If we use 6 clusters, the data is more evenly distributed and the gap between each clusters isn’t too big unlike when we use 5 clusters. The SSE values are also relatively smaller, resulting in higher percentage of between_SS/total_SS. So, based on this comparation analysis, we decided to use 6 clusters.
Now that we got our desired number of clusters, we can cluster and analyze its result.

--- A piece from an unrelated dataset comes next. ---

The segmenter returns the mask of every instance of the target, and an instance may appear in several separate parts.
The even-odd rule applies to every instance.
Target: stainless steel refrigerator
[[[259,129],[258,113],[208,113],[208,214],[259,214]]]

It will be saved in segmentation variable. We will analyze the characteristics of each cluster by using the mean of centers.
set.seed(100)
segmentation <-kmeans(x=Mall_Customers[c(customer_field)],centers=6,nstart=25)
segmentation$centers
## Gender.1 Age Annual.Income..k.. Spending.Score..1.100.
## 1 1.444444 56.15556 53.37778 49.08889
## 2 1.461538 32.69231 86.53846 82.12821
## 3 1.571429 41.68571 88.22857 17.28571
## 4 1.409091 25.27273 25.72727 79.36364
## 5 1.380952 44.14286 25.14286 19.52381
## 6 1.342105 27.00000 56.65789 49.13158
Each clusters has different characteristics. Now we will break down the characteristics of each cluster. Since the Gender is in numerical form, please note that 1 is for female and 2 is for male. Cluster 1 Dominated with female, the average age is 56 years old, the average annual income is $53, and the average spending score is 49 of 100. Cluster 2 Dominated with female, the average age is 32 years old, the average annual income is $86, and the average spending score is 82 of 100. Cluster 3 Dominated with male, the average age is 41 years old, the average annual income is $88, and the average spending score is 17 of 100. Cluster 4 Dominated with female, the average age is 25 years old, the average annual income is $25, and the average spending score is 79 of 100. Cluster 5 Dominated with female, the average age is 44 years old, the average annual income is $25, and the average spending score is 19 of 100. Cluster 6 Dominated with female, the average age is 27 years old, the average annual income is $56, and the average spending score is 49 of 100. Based on the clusters’ characteristics, we can see that people in their 40s tend to spend less than others, proved by the lower spending score. And most of the clusters that is dominated by female tend to have moderate to high spending score.